6 Recommendations for Future Directions

Water shortages might be the most concerned problem in the world. The application of rainwater might address this issue in a sustainable manner. However, there are still many deficiencies that need to be improved in LID practices. There is a need to comprehend the basic functions of each practice. The best combination of LID practices can be selected to apply them at the appropriate regions to achieve multiple goals. Stormwater management is a dynamic process. The effectiveness of LID practices depends on many parameters such as stormwater runoff quantity, soil conditions, weather patterns, seasonality, operation, maintenance and cost. The key parameter should be determined in each LID practice system, which can effectively conduct these variations in performance. Table 3 presents the performance of the reduction of pollutant loading from different LID practices. Further research could be presented on a larger study range that includes the residential, commercial, agricultural and industrial sector. The comparison could be made with different stormwater management systems based on energy saving and water conservation. The energy consumption of rainwater system should be analysed to help determine the best sustainable scheme with the increasing population and water demand. The general manual should involve all standards and methods of LID practices such as construction, management and maintenance, which can be suitable all around the world. The information of successful application in LID practices can also be shared with the rest of the world. Moreover, a cost-effective analysis in different climate regions should be performed to provide the economic viability assessment of the rainwater management system. The comprehensive research for the influence of human health risk and ecological aspects should minutely be explained for the proper development of the LID practice system.

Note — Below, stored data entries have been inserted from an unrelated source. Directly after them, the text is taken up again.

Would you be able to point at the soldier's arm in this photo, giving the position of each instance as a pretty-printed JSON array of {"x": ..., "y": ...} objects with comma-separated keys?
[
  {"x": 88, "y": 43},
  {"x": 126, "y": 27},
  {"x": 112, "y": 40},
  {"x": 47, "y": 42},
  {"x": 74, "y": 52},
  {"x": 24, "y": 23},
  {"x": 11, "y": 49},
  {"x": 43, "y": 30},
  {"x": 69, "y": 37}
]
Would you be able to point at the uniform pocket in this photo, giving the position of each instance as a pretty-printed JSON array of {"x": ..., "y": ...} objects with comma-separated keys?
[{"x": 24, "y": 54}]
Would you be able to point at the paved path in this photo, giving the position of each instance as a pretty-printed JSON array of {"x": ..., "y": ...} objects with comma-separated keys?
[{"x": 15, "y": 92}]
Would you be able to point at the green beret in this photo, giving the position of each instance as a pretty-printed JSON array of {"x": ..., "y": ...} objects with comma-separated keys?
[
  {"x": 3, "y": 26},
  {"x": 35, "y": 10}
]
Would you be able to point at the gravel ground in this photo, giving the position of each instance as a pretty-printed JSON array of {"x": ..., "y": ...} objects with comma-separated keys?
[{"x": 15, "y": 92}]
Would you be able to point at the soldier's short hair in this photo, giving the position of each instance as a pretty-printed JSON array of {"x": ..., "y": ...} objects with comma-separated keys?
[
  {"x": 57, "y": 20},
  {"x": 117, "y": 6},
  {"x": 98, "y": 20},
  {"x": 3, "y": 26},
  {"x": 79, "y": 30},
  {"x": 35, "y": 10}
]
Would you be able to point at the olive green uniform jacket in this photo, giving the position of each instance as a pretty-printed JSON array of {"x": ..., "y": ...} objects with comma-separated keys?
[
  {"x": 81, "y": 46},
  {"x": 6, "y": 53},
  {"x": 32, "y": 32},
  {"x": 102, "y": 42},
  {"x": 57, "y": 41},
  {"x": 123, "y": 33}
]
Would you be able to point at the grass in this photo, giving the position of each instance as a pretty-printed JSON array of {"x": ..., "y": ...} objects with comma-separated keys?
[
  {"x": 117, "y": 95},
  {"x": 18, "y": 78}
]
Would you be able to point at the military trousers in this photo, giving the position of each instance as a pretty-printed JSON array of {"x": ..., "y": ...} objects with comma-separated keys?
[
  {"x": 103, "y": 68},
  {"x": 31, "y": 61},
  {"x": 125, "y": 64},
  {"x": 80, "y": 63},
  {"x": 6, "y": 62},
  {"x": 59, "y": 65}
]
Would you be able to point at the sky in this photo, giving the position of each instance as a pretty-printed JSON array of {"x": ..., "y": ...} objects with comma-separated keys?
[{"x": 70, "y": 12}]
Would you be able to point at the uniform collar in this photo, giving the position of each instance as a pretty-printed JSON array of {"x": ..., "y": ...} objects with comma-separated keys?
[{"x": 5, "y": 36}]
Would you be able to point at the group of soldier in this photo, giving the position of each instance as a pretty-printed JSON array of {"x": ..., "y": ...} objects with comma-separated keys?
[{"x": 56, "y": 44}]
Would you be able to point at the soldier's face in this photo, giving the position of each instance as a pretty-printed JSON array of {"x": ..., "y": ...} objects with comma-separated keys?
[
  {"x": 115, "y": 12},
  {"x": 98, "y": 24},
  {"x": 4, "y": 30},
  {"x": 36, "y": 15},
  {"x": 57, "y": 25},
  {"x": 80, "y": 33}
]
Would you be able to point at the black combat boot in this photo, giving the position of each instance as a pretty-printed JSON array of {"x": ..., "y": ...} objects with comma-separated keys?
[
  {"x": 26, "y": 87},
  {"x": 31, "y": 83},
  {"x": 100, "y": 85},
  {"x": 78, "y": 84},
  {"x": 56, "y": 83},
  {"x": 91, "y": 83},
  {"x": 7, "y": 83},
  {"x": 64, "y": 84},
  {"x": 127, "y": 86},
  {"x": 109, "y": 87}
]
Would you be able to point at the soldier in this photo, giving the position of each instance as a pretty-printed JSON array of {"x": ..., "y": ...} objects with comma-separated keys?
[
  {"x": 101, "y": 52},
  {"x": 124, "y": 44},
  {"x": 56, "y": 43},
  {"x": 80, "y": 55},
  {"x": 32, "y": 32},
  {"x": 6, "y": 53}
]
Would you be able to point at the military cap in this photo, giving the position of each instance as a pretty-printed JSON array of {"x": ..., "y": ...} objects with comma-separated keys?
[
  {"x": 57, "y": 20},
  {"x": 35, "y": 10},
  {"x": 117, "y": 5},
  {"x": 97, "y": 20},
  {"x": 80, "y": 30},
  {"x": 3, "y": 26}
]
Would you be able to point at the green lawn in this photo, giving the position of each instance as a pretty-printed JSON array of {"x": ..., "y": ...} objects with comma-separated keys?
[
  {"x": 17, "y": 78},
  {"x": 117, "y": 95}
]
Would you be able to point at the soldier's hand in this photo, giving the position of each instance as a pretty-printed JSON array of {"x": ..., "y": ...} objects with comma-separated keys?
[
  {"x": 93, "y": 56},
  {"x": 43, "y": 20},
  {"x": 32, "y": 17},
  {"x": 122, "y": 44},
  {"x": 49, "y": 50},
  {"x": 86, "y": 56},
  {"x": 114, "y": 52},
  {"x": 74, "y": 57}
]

Table 3 The reduction of pollutant loading from LID practices

7 Conclusions

Recent academic literatures associated with LID are reviewed in this article. LID practices such as bioretention cell, green roof, infiltration trench, continuous permeable pavement, rain barrel, rooftop disconnection and vegetative swale have been comprehensively elucidated. These practices can be innovation techniques to manage stormwater in order to address the effect of urbanization and climate change in urban areas. A critical review of LID practices shows green infrastructure is an effective method to improve stormwater management benefits. Moreover, the amount of the benefit depends on various factors such as system operation and maintenance. This means that information about LID stormwater control performance is required under specific environmental conditions. LID practices can reduce runoff and peak flow. Additionally, the water quality can also be improved by physical and biological approaches. There are many challenges during the LID implementation such as construction cost. For larger events, LID practices should be combined with traditional stormwater management practices such as reservoirs to achieve the best results. Overall, LID practices are becoming popular in many cities and will continue to play an important role in future stormwater management.